Dua tahun menjalankan usaha salon, Muhtamiroh mulai lincah mendandani pelanggan-pelanggannya. Bahkan akhir-akhir ini ia mulai berani mendandani pengantin perempuan yang tak setiap pemilik salon berani mengambil pekerjaan itu. Muhtamiroh, warga Nusawungu Cilacap, mulai berkenalan dengan dunia salon sejak mendapat pelatihan kewirausahaan bagi buruh migran yang diadakan oleh Lakpesdam NU Cilacap dan Yayasan Tifa.
Dulu Muhtamiroh bekerja sebagai buruh migran di Hong Kong selama 2 tahun pada 2005 silam. Sebelum ditempatkan di Hong Kong, ia termasuk dari sekian banyak calon buruh migran yang ditempatkan di dalam penampungan PJTKI/PPTKIS.

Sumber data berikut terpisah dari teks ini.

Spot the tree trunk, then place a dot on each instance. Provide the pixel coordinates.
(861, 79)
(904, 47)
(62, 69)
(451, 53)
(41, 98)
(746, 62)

“Saya sempat di penampungan selama lima bulan. Sempat juga dilempar dari PJTKI satu ke PJTKI lain sampai tiga kali karena ada beberapa persyaratan seperti tinggi badan yang tidak bisa saya penuhi. Saya ingin bekerja di Hong Kong, tapi sempat juga ditawari untuk bekerja di Malaysia atau Singapura yang persyaratannya lebih gampang,”kata Muhtamiroh
Tetapi akhirnya Muhtamiroh bekerja di Hong Kong dengan gaji HK$3220 sedangkan potongannya HK$3000 selama tujuh bulan. Ketika berada di rumah majikan ia harus bekerja mulai dari pukul 06.00-01.00 dini hari untuk mencuci, masak, dan mengasuh 3 anak majikan. Dua tahun di Hong Kong, Muhtamiroh memutuskan untuk pulang ke Indonesia.

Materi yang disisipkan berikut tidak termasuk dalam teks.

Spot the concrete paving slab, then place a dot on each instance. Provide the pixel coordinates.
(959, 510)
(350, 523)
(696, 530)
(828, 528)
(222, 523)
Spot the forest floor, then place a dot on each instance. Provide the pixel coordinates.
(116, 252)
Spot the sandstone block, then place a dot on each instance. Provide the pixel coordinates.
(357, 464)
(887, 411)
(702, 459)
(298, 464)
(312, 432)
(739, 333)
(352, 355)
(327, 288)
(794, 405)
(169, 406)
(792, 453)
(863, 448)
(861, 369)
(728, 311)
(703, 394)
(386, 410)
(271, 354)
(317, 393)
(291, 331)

Masalah yang menimpanya tak selesai pasca penempatan karena ijazah miliknya ditahan oleh PJTKI/PPTKIS. Tak cukup setahun, ijazahnya di tahan selama lima tahun dengan alasan PPTKIS lupa menaruh ijazahnya. Padahal banyak PJTKI melakukan hal demikian agar mantan buruh migran ketika akan kembali bekerja di luar negeri bisa lewat PJTKI milik mereka.

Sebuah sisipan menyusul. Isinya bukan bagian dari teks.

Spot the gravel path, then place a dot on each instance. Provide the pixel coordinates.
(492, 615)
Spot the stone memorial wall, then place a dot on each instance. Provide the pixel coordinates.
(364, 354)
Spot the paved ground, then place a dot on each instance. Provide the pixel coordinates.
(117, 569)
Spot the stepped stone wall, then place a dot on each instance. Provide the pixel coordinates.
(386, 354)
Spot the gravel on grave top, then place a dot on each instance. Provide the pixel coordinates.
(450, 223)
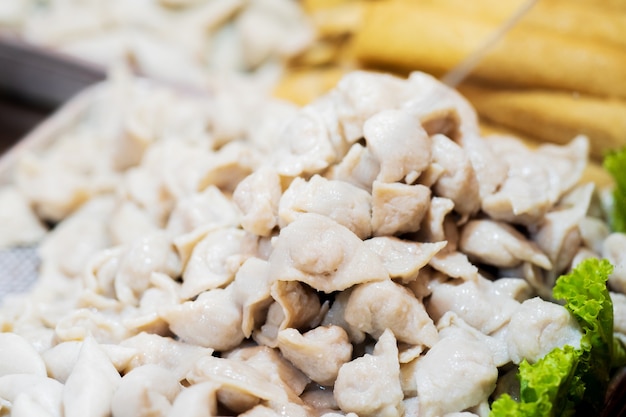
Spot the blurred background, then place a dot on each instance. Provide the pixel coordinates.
(559, 71)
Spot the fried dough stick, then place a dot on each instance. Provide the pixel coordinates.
(433, 39)
(554, 116)
(574, 19)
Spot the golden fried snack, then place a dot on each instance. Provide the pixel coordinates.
(301, 86)
(435, 39)
(554, 116)
(340, 20)
(574, 19)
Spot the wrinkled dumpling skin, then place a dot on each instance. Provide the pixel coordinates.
(613, 249)
(399, 143)
(323, 254)
(319, 353)
(374, 307)
(398, 208)
(539, 326)
(257, 196)
(370, 385)
(403, 259)
(343, 202)
(496, 310)
(458, 181)
(499, 244)
(212, 320)
(455, 374)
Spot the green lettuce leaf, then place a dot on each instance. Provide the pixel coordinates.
(587, 298)
(615, 163)
(550, 387)
(568, 380)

Masalah penahanan ijazah itu rampung sejak Muhtamiroh aktif di CBO (comunnity based organizations) Nusawungu. Ia akhirnya tau bahwa ijazah itu berhak dimiliki kembali olehnya dan PJTKI berkewajiban mencari dan mengembalikannya.
“Sebenarnya ada banyak mantan buruh migran yang ditahan ijazahnya selain saya, tapi banyak yang tak mau urus. Selain masalah ijazah, masalah lain seperti hilang kontak, dan ada masalah dengan majikan juga masih banyak yang tak dilaporkan oleh pihak keluarga BMI karena banyak keluarga BMI yang bingung dan merasa takut untuk mengurusnya,”ungkap Muhtaminah.